When it comes to food, I do a lot of impulse buying. Although it’s not really food anymore, like, say, a candy bar in the check out aisle. No, now I guess you could call it ingredient impulse buying. Now it’s more like splurging on the chocolate bar I will later use in cookies.
Sometimes, though, I resist the temptation and I wait. This most often happens with things I know will be there a month or so later, especially meat.
Take these meatballs for example. I saw them at our local meat market well over 6 months ago. I wanted to try them, but decided to wait.
Every time I went they were there and every time I saw them I thought more about what I could do with them. Pasta, sure, but did I really need to buy them instead of making my own?
Turns out the answer to that is yes.
I finally picked up a small pack of these local, pastured meatballs that include a combination of beef, lamb and pork. They are spiced perfectly – a little garlic, a little parsley and a little of what I think was fennel seed.
They definitely needed a place to shine so I decided not to cover them in sauce. Instead, I combined them with a sauce in the raw, one that was more garden-fresh.

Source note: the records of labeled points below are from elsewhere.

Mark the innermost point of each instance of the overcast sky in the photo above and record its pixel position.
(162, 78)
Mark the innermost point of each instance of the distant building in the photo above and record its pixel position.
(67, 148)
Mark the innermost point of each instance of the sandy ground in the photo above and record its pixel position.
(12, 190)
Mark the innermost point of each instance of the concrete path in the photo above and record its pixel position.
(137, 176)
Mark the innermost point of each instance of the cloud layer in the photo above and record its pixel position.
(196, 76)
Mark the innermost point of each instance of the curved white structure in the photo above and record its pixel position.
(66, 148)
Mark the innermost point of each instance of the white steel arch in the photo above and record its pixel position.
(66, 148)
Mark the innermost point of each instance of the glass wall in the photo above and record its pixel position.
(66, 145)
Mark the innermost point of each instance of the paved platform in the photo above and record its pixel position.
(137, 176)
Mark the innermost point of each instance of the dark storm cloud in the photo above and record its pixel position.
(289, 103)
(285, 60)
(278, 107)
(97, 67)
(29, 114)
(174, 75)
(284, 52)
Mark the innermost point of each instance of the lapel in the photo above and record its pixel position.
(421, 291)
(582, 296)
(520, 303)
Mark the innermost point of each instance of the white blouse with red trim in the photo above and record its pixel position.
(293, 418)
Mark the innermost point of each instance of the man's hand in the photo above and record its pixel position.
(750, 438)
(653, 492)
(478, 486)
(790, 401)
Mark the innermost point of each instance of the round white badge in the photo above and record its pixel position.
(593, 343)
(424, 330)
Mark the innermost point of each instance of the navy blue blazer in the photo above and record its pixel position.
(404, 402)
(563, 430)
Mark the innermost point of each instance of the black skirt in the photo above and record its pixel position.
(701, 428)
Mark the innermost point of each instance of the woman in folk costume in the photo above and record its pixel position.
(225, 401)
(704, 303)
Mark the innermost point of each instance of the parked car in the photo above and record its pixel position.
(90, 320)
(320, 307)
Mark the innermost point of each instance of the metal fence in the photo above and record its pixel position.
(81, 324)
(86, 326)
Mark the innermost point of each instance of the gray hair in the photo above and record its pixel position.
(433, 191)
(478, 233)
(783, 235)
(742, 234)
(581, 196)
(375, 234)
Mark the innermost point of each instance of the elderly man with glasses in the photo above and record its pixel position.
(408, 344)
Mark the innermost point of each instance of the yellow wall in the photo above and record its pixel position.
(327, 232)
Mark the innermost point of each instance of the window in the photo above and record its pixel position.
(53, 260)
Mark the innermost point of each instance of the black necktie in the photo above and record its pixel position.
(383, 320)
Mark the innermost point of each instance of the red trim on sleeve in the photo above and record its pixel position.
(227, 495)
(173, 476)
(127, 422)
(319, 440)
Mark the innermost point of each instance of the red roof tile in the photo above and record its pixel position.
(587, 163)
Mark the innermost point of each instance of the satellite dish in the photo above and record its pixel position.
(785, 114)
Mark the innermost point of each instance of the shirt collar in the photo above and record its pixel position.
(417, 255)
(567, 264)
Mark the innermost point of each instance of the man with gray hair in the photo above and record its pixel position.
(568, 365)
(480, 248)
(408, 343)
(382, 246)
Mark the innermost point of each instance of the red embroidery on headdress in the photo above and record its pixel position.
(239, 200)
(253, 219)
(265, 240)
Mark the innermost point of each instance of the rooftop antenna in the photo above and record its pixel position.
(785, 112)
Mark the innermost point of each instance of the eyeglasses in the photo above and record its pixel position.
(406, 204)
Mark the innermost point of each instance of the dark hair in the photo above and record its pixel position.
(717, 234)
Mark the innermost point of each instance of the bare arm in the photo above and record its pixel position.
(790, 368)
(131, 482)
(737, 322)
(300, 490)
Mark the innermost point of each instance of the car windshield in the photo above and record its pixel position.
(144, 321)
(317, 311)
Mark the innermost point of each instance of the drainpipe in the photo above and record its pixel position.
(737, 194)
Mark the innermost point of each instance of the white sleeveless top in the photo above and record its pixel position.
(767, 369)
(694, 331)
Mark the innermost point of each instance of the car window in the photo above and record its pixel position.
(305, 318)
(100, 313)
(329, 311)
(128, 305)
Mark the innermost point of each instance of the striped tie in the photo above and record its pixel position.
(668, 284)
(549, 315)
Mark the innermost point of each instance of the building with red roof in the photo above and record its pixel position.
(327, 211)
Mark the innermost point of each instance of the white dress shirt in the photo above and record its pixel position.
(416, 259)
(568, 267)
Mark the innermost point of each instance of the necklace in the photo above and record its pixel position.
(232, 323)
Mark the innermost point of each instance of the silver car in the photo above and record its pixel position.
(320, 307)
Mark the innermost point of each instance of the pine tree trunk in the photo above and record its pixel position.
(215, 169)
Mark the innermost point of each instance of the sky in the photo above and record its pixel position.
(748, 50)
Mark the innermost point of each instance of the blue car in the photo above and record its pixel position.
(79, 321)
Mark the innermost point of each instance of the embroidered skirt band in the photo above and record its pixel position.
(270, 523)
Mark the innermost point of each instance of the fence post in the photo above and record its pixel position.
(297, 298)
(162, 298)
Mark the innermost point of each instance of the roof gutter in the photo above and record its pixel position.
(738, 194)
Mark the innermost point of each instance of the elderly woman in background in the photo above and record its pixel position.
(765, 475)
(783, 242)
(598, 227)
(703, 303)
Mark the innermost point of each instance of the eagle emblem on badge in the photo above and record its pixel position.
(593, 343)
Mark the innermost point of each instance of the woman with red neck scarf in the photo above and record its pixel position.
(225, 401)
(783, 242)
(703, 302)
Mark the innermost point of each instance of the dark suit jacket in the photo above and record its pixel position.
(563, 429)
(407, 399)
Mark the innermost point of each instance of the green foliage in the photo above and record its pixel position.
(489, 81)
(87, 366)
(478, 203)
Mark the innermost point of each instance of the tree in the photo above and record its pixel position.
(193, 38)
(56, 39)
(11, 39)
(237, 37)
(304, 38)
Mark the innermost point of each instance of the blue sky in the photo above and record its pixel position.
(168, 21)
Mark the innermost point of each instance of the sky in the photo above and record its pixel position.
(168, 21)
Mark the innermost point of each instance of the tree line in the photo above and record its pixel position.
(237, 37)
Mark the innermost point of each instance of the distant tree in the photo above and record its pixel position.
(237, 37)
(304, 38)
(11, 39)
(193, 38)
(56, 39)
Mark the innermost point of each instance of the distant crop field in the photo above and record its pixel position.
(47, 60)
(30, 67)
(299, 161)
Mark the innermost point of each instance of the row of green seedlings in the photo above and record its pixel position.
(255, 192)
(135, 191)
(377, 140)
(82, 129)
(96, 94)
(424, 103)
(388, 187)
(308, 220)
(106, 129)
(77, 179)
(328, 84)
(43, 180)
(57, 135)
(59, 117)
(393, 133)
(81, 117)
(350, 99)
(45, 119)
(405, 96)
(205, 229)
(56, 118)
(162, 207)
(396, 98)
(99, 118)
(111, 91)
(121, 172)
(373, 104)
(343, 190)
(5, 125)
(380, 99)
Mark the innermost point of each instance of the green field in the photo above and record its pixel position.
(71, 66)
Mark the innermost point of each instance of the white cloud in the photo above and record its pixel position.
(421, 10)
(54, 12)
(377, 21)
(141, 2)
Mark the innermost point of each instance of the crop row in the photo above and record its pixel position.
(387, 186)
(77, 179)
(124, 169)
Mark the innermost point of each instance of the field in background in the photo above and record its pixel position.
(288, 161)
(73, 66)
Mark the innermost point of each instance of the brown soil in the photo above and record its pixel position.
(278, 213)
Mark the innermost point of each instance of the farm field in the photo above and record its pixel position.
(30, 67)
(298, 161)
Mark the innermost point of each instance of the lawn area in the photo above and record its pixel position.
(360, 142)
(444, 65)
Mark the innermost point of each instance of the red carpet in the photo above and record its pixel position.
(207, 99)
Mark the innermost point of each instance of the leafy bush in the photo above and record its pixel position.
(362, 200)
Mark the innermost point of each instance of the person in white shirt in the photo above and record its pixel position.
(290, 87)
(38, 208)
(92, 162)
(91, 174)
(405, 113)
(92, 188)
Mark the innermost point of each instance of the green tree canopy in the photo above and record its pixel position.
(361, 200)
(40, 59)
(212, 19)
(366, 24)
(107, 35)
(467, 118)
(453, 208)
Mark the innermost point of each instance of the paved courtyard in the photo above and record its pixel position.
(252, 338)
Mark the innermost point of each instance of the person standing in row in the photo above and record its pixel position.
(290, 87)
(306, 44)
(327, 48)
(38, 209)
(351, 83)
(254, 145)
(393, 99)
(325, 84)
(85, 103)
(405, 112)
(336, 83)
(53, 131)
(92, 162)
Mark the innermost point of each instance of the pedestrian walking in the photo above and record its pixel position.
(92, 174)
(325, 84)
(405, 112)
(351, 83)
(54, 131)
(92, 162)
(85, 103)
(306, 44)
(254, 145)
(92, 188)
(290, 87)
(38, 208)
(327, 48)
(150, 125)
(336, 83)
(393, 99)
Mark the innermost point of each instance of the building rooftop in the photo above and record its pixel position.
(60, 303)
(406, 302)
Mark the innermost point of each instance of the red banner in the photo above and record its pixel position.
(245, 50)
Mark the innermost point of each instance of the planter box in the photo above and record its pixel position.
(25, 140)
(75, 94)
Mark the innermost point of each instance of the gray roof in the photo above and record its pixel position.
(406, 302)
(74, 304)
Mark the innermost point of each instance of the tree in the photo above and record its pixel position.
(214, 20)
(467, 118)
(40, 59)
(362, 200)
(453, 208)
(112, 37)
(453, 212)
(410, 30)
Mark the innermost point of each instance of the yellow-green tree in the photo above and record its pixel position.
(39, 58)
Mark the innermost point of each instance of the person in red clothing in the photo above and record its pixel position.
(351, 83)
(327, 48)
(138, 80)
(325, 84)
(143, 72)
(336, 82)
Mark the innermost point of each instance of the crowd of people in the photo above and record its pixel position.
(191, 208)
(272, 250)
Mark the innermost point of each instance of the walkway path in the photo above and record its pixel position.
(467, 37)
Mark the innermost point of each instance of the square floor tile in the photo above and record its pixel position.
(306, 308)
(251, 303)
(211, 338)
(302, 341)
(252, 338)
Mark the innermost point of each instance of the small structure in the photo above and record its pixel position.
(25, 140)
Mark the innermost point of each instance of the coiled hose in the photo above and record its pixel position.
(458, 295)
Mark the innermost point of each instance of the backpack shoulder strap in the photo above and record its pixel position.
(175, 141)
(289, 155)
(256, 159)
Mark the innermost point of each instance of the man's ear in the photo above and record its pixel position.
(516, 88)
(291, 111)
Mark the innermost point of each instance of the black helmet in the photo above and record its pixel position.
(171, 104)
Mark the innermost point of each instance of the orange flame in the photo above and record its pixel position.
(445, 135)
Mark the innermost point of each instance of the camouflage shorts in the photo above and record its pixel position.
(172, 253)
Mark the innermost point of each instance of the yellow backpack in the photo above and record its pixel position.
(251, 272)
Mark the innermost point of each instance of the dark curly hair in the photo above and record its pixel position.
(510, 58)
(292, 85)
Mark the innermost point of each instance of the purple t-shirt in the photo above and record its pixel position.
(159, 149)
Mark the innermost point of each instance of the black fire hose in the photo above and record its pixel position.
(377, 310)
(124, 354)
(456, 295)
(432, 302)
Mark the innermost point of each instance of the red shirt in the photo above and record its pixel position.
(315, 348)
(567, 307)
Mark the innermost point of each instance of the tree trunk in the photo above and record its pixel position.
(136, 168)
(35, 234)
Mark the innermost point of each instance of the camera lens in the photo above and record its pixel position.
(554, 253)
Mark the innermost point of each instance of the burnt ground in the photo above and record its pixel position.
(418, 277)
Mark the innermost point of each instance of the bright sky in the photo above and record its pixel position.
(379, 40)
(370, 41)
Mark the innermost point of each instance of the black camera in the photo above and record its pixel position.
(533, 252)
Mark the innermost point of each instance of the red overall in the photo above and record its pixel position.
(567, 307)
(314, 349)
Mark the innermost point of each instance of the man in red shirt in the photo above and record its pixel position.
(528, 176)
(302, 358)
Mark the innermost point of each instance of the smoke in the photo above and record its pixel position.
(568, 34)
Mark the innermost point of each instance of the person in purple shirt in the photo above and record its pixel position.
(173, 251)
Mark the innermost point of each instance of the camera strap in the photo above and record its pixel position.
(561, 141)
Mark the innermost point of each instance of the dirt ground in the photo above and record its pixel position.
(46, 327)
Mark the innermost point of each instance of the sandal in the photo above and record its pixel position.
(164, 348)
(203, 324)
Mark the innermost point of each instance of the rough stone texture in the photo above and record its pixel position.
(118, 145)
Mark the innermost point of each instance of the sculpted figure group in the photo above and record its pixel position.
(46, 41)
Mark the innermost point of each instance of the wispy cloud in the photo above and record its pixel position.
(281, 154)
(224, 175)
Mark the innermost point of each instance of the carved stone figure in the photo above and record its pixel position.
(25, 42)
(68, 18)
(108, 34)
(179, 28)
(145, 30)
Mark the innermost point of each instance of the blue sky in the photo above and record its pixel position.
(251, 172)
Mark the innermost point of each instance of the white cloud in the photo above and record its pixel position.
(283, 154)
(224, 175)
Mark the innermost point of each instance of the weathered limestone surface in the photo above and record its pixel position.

Despite the fact that my sweet basil is about to dry up, the Thai basil has been going strong. Now, I can’t say I like Thai basil as much as sweet, but it’s a nice substitute every now and then.
I used it in my standard walnut pesto and then topped the dish with some of the gorgeous red cherry tomatoes we’ve been fortunate enough to have most of the summer. They are juicy and sweet and just pop in your mouth, they are so fresh.
Thai Basil Pesto Orzo
2 cloves garlic, peeled
2 tbsp chopped walnuts
2 tbsp freshly grated parmesan cheese
2 to 4 tbsp olive oil
Salt and pepper to taste
½ lb orzo, cooked to package directions
1 ½ cups cherry tomatoes, halved
½ lb meatballs, baked (optional)
In a small food processor, combine the basil, garlic, walnuts, cheese and 1 tbsp olive oil. Pulse until everything is finely chopped. Continue to pulse and the mixture will get slightly creamy due to the walnuts.
Continue to add olive oil to reach your desired consistency, whether you like it thick or thin. Add salt and pepper to taste.
Cook and drain the orzo. In a large bowl, combine the pesto and the orzo. Stir until all the orzo is coated. Transfer to a serving platter. Top with meat balls, if using, and cherry tomatoes. Serves 4-6.